But for the existing fluctuation, maybe the squared Gaussian noise is useful.(??? I’m not so sure.)
B. If we use logarithm of the price, the price will be limited to be positive.
C. If the price takes a very penny value, the logarithm of it will go to a very large negative number, that may cause overflow. As the price for a house is always not so penny, we may need to drop the peenystocks in our dataset.
ex.8
A. As the Gaussian noise is a continuous value while the number of apples is a discrete value, we cannot use Gaussian noise without any preprocessing.
B.
I searched on the internet an found this, note that the core idea is using Taylor’s formula for e^x.
C.
Assume that each example is fetched independently, so the maximum likelihood for the X is like:
argmax[𝜆] P(X)
->armax[𝜆] ∏(𝜆^x * 𝑒^(−𝜆)/x!
→ argmax[𝜆] log(∏(𝜆^x * 𝑒^(−𝜆)/x!)
→ argmin[𝜆] -∑log(𝜆^x * 𝑒^(−𝜆)/x!)
→ argmin[𝜆] -∑(x * log𝜆 - 𝜆 - log(x!))
→ argmin[𝜆] -log𝜆∑x + n𝜆
So the loss function is (-log𝜆∑x + n𝜆), where n is the number of examples.
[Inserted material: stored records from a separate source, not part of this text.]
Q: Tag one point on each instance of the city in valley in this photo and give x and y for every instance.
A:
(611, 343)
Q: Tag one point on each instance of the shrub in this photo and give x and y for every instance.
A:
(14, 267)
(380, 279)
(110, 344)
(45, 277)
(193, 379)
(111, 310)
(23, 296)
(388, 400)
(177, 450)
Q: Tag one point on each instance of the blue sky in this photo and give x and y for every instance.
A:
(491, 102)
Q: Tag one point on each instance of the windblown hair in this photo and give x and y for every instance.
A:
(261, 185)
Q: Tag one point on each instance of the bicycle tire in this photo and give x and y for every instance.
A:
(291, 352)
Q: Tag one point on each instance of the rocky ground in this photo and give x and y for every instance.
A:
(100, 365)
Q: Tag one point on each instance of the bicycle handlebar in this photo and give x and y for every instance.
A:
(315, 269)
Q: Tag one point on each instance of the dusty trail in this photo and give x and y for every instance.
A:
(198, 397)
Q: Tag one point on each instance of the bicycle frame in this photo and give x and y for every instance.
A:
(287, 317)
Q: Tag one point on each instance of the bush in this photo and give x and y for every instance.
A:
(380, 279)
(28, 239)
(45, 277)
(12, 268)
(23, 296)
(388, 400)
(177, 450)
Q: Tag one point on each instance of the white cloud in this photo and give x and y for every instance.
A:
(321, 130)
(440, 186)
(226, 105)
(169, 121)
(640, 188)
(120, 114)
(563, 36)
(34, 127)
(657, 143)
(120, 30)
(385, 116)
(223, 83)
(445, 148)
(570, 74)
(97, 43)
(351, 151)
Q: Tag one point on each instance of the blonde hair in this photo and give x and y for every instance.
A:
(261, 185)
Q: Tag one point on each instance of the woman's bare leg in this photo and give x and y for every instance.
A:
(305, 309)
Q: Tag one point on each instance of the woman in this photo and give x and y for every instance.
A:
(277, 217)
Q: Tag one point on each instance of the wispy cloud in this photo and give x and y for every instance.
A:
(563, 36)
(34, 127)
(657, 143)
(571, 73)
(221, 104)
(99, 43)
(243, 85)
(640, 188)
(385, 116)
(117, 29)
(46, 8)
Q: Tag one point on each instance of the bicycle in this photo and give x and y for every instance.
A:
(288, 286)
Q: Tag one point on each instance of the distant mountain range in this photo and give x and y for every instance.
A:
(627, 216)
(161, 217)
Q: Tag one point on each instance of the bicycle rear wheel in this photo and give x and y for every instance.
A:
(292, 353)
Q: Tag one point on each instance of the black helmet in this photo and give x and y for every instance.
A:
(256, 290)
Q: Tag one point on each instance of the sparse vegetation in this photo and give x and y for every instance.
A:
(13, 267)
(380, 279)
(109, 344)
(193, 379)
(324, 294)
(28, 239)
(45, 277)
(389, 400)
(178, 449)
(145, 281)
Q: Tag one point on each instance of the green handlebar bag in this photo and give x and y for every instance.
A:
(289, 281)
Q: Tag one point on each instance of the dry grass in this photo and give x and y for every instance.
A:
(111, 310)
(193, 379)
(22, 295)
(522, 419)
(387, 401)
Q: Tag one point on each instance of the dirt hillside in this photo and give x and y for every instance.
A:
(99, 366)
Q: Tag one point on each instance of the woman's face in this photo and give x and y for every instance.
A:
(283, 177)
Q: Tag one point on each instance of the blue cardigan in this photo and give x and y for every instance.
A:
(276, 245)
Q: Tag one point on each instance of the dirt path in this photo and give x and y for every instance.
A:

D. According to C, the loss function for log𝜆(denoted by L) will be
(-L∑x + n * e^L)
ex1:
a. The analytical solution is: b = x_(bar), x_bar is the sample mean.
b. The problem is a sum of residual problem, and the solution is the maximum likelihood estimator of b. By a statistical theorem, the MLE follows a normal distribution with the mean being the MLE and variance being the inverse of the observed fisher information.
c. the analytical solution is b = x_bar. The key is to transform the absolute value into square root of the square of x_i - b.
Hi,
Just to clarify terminology here, on 3.1.1.4 where it says:
“The most naive application of gradient descent consists of taking the derivative of the loss function, which is an average of the losses computed on every single example in the dataset”
Would it be a cost function instead of the loss function due to the fact that the loss function is for one example, while the correct terminology for a cost function is the average over every example?
Thank you,
Ethan